Like the good little person that I am, not wanting to anger my parents and for the pay(which wasn't great) I stayed.


Over the next few years things just got worse. Id seemed to have stopped having emotions, maybe to hide how badly I had been treated, I didn't want to show signs of weakness, I couldn't show how I felt at work or at home,so I just carried on as if everything was ok. All the time in my head I had the worst thoughts eating away at everything. Telling me how crap I am, Im useless, I shouldn't have my own opinions etc

Gradually being used as a verbal punch bag effected me to the point of going bonkers (in my head)  Id gradually given up caring and quit.

So yes I felt a bit better, my parents noticed I was happier. But that's on the outside.

What happens on the outside isn't always what's going on the inside.

I will try to recall how depression feels. Please don't think Im cured, but I am a lot better.
I felt like my head was in a fish bowl.
People didn't seem real.
Its such an effort just to smile, even time with friends was a challenge. I had to think of things to say to react to a conversation or Id just sit there and say nothing. I had to act like I was interested, in most cases I was interested, I just couldn't muster up a reaction.
There were bad, negative thoughts constantly going through my head.
I felt nothing positive.
Smiling is very tricky.
And yes, I was suicidal for most of that time.
Thats just a hint of it, sadly a side effect of medication is memory loss, but its not all bad, there's good to come(keep reading)

Too shy shy.
I hate talking about me(but I can type like a looney so get comfy).
I'm useless at job interviews and just as bad at talking to a doctor. Thank goodness for emails and blogs.
So 10+ years came and went, each day getting worse and worse. I had completely broken down on the inside, I could no longer function as a human being and HAD to go to the doctors.


Tears for Fears
It took a few days to get through, due to nerves/doctors not being available, but eventually I got through. Just making the phone call(not an appointment) was enough.
As soon as I got off the phone I did a 'yay me' (like Phoebe from Friends) then a split second later I burst into tears with complete and utter relief that Id started to do something about it. It was the best cry Id ever had in my entire life, I sobbed, fell to the floor, I totally broke down.


Open your heart
Eventually I spoke to a very nice doctor who invited me to an appointment in about 2 hours from the call. Yes I was fricking nervous but I was like a robot by then, I had to help myself.
I was so relieved that they believed me.
Nothing came out right, I barely said anything that was in my head.

Doctor and the Medics
I was given some tablets which took about 6 weeks to truly kick in.
I tried 3 different types over  year.
Sadly one of the side effects for me is memory loss(have I already said that?)

So gradually as time went by, I started to feel better.
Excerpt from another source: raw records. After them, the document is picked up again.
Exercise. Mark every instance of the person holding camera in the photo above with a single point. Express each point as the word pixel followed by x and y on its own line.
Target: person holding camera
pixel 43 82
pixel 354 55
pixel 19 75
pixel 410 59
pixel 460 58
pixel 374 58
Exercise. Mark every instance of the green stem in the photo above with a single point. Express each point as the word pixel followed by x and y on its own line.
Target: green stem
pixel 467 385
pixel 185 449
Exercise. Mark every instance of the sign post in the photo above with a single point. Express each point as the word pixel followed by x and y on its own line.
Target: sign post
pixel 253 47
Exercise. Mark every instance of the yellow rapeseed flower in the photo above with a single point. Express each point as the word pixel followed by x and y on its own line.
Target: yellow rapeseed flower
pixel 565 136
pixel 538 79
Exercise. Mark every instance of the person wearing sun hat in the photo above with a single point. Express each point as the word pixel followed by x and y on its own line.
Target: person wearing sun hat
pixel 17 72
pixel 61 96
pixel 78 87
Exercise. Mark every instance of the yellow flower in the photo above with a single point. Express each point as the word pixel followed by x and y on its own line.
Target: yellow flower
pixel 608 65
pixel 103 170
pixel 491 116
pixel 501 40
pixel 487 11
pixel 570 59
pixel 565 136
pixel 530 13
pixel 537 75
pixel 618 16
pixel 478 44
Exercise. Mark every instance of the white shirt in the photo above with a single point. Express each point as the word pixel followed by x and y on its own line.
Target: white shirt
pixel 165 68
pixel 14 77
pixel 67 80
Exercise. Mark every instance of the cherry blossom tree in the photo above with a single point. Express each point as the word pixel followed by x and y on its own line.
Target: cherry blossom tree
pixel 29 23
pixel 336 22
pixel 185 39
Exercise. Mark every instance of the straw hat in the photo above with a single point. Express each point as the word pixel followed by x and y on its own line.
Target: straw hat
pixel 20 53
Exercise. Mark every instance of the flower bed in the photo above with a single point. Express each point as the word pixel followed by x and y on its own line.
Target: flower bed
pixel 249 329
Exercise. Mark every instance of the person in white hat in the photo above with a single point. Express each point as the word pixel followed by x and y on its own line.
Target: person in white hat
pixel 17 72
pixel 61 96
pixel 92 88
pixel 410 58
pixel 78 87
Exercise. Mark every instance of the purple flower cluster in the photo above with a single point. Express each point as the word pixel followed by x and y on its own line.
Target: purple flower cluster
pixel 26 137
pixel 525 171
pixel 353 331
I laughed more easily(well I laughed, I hadn't done that for ages)I smiled more easily and the negative thoughts eating away at my brain can still be heard but they are muffled. They are still there but they are in another room,  with the door closed.

I started taking tablets at the start of the year, by Christmas I was off them and don't really feel like I need them.

As I said before I'm not cured. I still don't have positive feelings which is heart breaking but the negativity has seriously reduced which is great.
I told the doc about the memory loss(have I mentioned that can be a side effect) he left me with  a prescription so if my mood was low I had something to try.

I should be so lucky
Since then we have had some crappy family news so my smile has been tougher to conjure up. I'm currently not on any tablets but its good to know I have something if I need it.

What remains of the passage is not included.